The typical hold-up play involves taking an ace on the third round in the suit your opponents have led. The idea behind the hold-up play is to try to void one opponent in this suit. Later, if the opponent who’s void gets the lead, he won’t have any cards left in the suit to lead over to his partner, who’s sitting over there champing at the bit with winning tricks.
Your opponents attack your weakest suit, in which you have the ace but no other significant honor cards. You have to drive out an opposing honor card to make your contract. In other words, you’re going to have to surrender the lead:
To neutralize the suit that your opponents lead, you take the third round of the suit, allowing your opponents to win the first two tricks — your hold-up play in action.
You drive out the opposing honor to establish your extra needed tricks.
You pray that the opponent who wins the trick doesn’t have any more cards in the suit that was led originally.
This image shows a hand where you can commit the perfect crime — a successful hold-up play.
In the hand shown in this image, you need to take nine tricks. West leads the ♠K with the intention of driving out your ♠A and then making the rest of his spades into winning tricks. After the lead, the dummy comes down, and it’s your turn to enter center stage by counting your sure tricks, suit by suit:
Spades: One sure trick — the ♠A
Hearts: Three sure tricks — the ♥AKQ
Diamonds: No sure tricks — no ace
Clubs: One sure trick — the A
You have five sure tricks; you need nine, and those diamonds in the dummy offer your only chance of making your contract.
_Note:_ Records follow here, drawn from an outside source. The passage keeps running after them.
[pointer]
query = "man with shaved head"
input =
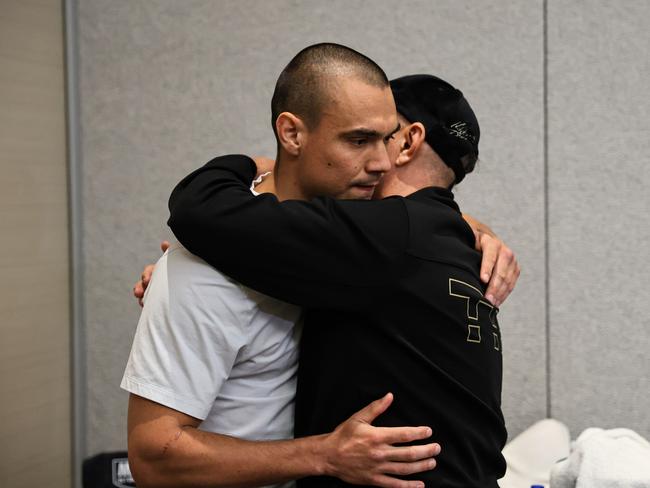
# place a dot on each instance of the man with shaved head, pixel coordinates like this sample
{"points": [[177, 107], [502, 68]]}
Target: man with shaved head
{"points": [[342, 261]]}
If you can drive out the ♦A, you get four diamond tricks just like that. But life isn’t quite that easy. You have that little matter of the ♠K lead to deal with.
The hold-up play opening lead
When you play a hand, the opening lead is a very important card because it tells you a lot about what your opponents are up to. Make sure to take a good look at the opening lead. In the case of the cards in the preceding image, the lead of an honor card by West, the ♠K, sends a special message around the table that he has the ♠KQJ or the ♠KQJ10.
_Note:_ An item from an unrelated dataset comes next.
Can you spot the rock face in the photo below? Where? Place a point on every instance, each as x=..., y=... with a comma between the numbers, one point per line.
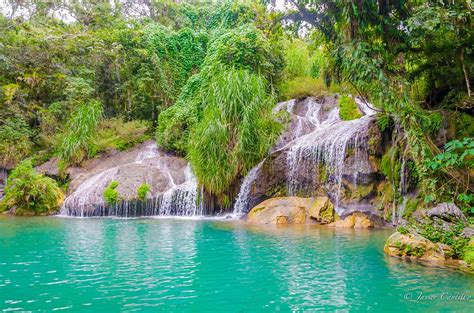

The good news is that your spade stopper is the ♠A (a stopper is a card that at least temporarily keeps your opponents from taking their winning tricks). The bad news is that your opponents have attacked a suit in which you have only one stopper — the ♠A:
If you win the first trick with your ♠A, West remains with four winning spades and East remains with two spades.
If you win the second spade, West remains with three winning spades and East with one spade.
If you win the third spade, West remains with two winning spades, and East has no more spades.
So, let the bad guys have the first two spade tricks, and you’re going to win the third round of the suit with the ♠A. By holding up the ace until the third round, you’ve isolated the two remaining winning spades with West. East has none. Now you can turn your attention to diamonds, which increases your sure trick out from five to nine.
Dealing with the hold-up play danger hand
In bridge, when a particular opponent has winning tricks and can hurt you by gaining the lead, you call that opponent the danger hand. For example, in the preceding image, after you win the third round of spades, West is the danger hand because West has two winning spades. Stay clear of West.
Here’s some advice on handling several different danger hands:
Voiding one opponent to isolate the danger hand: When you make a hold-up play, your intent is to void one opponent in the suit that was led. Usually you’re trying to void the partner of the opening leader — usually, but not always.
Using a flexible stopper to your advantage: A flexible stopper is the highest remaining card in a suit. Aces are always flexible stoppers, but a king can be a flexible stopper if the ace has already been played. You can bide your time with a flexible stopper because you know will win any trick in that suit.
Avoiding a hold-up when you don’t have a flexible stopper: When your stopper isn’t flexible, grab the trick while you can. You can make a hold-up play only when you have the highest card or the highest remaining card in the suit. If you don’t have the highest card in the suit, just take the trick.